Welcome to another episode of Service Drive with Don Reed, CEO of DealerPRO Training. One of Reed’s Fixed Operations Specialists from DealerPRO Training recently spent two days conducting a performance review of a dealership’s service and parts operations. Once the assessment was completed, the specialist reviewed the findings with the dealers and his management team. He outlined strategies to improve processes, management practices, employee productivity and profitability. The specialist’s recommendations also included a training program; however, the dealership responded by saying their service department was not down and declined further assistance.

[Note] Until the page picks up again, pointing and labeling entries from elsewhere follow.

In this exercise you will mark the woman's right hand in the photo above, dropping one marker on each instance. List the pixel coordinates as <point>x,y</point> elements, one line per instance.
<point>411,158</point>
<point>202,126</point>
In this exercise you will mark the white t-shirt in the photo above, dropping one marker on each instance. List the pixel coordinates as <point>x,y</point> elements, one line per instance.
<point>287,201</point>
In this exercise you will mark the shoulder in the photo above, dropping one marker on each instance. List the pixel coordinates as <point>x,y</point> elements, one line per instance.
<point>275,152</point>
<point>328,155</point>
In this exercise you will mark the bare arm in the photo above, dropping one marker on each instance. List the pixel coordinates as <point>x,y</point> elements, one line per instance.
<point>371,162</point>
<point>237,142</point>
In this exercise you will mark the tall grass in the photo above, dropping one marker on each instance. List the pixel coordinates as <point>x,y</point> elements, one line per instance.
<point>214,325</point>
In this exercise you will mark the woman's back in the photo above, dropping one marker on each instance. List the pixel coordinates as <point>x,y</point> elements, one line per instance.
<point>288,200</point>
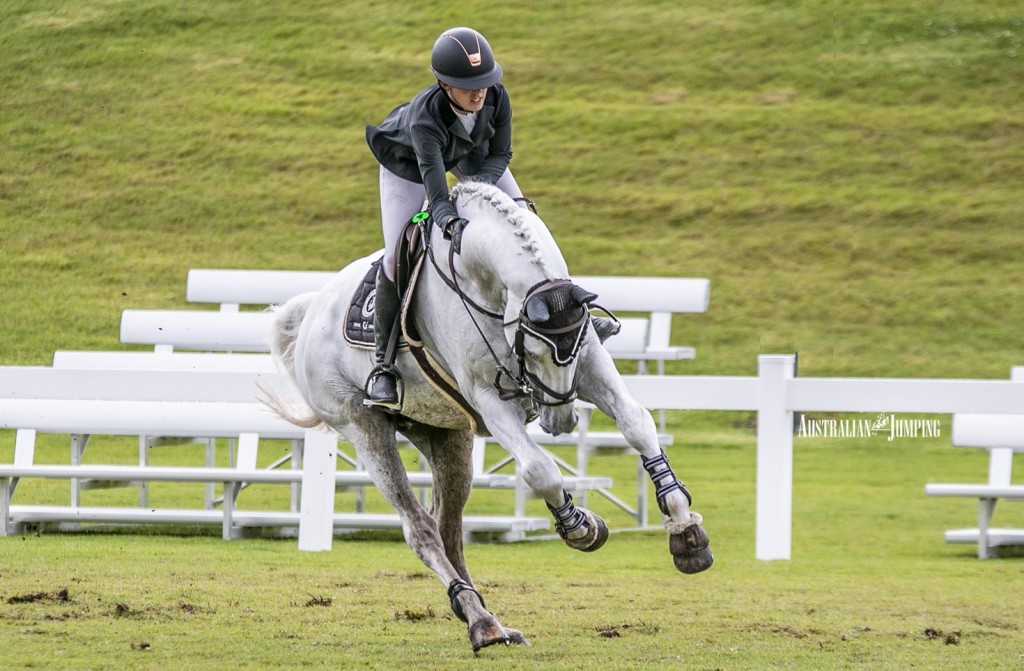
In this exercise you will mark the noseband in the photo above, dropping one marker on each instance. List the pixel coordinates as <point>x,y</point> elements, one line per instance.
<point>556,339</point>
<point>527,384</point>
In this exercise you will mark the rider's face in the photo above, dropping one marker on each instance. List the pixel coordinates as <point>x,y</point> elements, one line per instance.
<point>467,98</point>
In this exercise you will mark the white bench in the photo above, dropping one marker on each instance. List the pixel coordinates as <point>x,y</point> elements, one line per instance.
<point>658,297</point>
<point>37,401</point>
<point>173,330</point>
<point>1001,435</point>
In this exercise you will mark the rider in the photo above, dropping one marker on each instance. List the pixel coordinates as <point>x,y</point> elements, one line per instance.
<point>463,125</point>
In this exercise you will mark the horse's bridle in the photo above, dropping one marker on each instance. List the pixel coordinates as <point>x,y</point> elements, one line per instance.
<point>526,383</point>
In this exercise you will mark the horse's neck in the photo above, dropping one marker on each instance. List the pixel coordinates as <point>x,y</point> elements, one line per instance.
<point>506,260</point>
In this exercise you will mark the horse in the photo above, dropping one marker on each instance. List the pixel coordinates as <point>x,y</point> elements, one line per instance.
<point>495,309</point>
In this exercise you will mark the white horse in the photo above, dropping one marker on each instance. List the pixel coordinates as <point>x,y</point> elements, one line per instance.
<point>501,320</point>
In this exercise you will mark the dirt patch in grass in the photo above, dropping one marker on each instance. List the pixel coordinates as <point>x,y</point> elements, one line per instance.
<point>59,596</point>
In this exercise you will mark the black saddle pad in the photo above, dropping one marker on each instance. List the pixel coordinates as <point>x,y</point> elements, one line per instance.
<point>359,319</point>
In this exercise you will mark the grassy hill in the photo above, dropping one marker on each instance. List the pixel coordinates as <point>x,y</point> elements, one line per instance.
<point>848,176</point>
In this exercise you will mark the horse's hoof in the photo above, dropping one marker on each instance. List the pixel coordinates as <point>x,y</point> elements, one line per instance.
<point>690,548</point>
<point>484,634</point>
<point>597,534</point>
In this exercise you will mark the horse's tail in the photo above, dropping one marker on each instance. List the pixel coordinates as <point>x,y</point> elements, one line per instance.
<point>285,402</point>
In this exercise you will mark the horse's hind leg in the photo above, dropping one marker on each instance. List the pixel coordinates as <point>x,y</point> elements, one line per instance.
<point>601,384</point>
<point>373,433</point>
<point>451,457</point>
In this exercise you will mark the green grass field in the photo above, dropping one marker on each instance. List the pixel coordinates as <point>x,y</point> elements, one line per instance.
<point>846,175</point>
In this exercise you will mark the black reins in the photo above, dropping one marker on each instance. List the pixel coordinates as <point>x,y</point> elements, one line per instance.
<point>526,383</point>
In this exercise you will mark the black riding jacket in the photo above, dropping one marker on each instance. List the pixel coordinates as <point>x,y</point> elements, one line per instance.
<point>422,139</point>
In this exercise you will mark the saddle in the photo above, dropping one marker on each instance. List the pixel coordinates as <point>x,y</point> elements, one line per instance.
<point>358,328</point>
<point>359,317</point>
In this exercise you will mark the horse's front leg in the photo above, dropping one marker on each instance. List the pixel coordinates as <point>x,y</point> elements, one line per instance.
<point>601,384</point>
<point>579,528</point>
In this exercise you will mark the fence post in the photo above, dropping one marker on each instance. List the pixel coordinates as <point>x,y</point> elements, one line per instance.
<point>316,506</point>
<point>774,486</point>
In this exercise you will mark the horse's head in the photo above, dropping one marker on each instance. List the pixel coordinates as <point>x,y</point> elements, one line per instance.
<point>546,337</point>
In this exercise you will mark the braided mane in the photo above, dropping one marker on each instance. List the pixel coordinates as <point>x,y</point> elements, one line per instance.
<point>506,208</point>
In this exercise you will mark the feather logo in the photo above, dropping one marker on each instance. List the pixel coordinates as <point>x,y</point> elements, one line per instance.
<point>880,423</point>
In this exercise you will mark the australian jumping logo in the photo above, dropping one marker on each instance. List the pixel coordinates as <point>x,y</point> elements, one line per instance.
<point>884,424</point>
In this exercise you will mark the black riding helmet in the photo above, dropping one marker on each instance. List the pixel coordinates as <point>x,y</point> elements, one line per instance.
<point>463,58</point>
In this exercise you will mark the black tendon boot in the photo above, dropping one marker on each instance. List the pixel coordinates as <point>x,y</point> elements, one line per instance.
<point>383,382</point>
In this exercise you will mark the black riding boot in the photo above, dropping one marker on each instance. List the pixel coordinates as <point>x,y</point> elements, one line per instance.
<point>383,382</point>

Let’s take a closer look at the numbers. The dealership has a service uptake average of 65%, well below the industry guide of 100%. The dealership’s auto technicians are producing at a rate of 75% versus 120%, as the industry guide indicates. The number of hours per repair order averages 1.2, but should be closer to the 2.5 hour range. Single item repair orders are at a staggering 52%, and CSI scores were below the zone average. In fact, its net profit on services was -6% and its net profit on parts was 21%.

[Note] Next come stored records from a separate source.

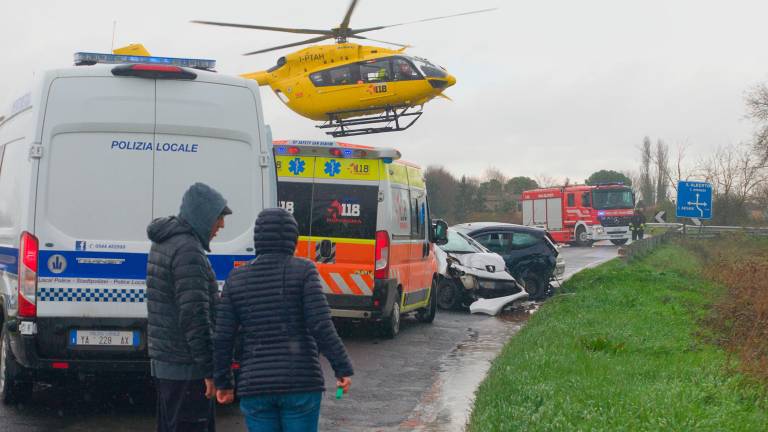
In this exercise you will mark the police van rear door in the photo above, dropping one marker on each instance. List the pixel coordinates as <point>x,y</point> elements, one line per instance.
<point>94,202</point>
<point>208,132</point>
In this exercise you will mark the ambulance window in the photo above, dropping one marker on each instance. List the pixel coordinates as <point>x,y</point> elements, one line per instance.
<point>418,216</point>
<point>10,174</point>
<point>402,212</point>
<point>375,71</point>
<point>585,199</point>
<point>296,198</point>
<point>344,210</point>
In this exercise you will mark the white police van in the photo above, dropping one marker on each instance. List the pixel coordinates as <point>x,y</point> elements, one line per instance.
<point>87,160</point>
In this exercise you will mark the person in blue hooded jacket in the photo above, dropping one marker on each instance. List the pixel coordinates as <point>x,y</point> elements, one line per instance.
<point>276,305</point>
<point>181,296</point>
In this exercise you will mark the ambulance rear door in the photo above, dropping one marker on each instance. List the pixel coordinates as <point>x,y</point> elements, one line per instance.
<point>295,181</point>
<point>343,227</point>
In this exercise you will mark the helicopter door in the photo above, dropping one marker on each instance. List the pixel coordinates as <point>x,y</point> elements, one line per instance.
<point>295,182</point>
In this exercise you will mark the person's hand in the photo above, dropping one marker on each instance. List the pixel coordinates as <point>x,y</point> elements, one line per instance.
<point>345,383</point>
<point>225,396</point>
<point>210,390</point>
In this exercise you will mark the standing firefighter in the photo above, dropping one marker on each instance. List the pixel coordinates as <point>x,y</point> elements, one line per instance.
<point>637,225</point>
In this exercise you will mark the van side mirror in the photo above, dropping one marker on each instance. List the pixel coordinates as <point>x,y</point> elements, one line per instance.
<point>439,232</point>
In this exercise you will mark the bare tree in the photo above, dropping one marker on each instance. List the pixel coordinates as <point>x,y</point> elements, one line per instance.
<point>647,186</point>
<point>662,171</point>
<point>736,174</point>
<point>493,173</point>
<point>757,108</point>
<point>547,181</point>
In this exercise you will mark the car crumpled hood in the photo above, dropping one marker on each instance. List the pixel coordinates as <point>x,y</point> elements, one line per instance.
<point>476,264</point>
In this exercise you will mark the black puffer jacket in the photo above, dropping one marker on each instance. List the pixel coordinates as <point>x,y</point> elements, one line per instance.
<point>277,304</point>
<point>181,294</point>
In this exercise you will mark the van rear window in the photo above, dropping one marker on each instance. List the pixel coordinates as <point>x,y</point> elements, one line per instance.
<point>345,211</point>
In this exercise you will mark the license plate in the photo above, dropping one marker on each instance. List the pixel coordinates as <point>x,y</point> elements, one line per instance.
<point>104,338</point>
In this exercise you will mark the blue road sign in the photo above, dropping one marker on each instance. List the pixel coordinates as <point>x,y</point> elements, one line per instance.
<point>694,200</point>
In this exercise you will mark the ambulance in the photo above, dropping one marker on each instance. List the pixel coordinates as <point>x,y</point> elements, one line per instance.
<point>87,159</point>
<point>364,221</point>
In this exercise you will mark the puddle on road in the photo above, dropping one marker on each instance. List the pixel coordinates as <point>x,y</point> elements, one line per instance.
<point>448,404</point>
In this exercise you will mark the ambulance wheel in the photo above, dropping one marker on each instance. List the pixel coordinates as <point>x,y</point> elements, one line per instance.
<point>390,326</point>
<point>427,315</point>
<point>12,388</point>
<point>448,295</point>
<point>534,286</point>
<point>582,237</point>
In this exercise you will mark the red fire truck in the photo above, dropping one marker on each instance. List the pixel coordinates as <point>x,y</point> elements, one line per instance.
<point>581,214</point>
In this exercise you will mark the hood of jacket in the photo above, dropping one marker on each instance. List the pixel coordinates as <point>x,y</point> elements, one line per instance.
<point>275,231</point>
<point>200,207</point>
<point>161,229</point>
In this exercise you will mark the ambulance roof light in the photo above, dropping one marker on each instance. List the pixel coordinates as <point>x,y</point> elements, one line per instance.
<point>89,58</point>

“If this operation ain’t broken, then break it,” Reed exclaims.
Now the obvious question is, if car dealerships know how to make the changes needed to improve performance and profitability, why are they waiting? If you find yourself in a similar situation, Reed advises asking yourself the following questions:
- Do my fixed operations employees have a performance-based compensation plan that motivates them to perform at higher levels?
- Do my service advisors present maintenance menus that educate and train customers on how to properly service and maintain their vehicles?
- Do my advisors advise customers on necessary and recommended repairs that ensure customers drive safe and reliable vehicles?
- Do my hourly technicians produce 20 hours or less per week?
If you don’t see the point of investing in fixed ops team training, consider this. Lack of training costs dealers $57,000 a month in customer payment parts and gross profit, Reed says. Additionally, if after-sales service staff members were properly trained in effective communication with customers, they could have a positive impact on CSI scores, which have a lasting impression on owner retention.
Record gross profits won’t last forever. Fixed operations account for about half of a dealership’s gross profit, so dealerships and general managers should spend half their time and effort supporting their service team. Don’t let good news for your sales department turn into bad news for your fixed operations.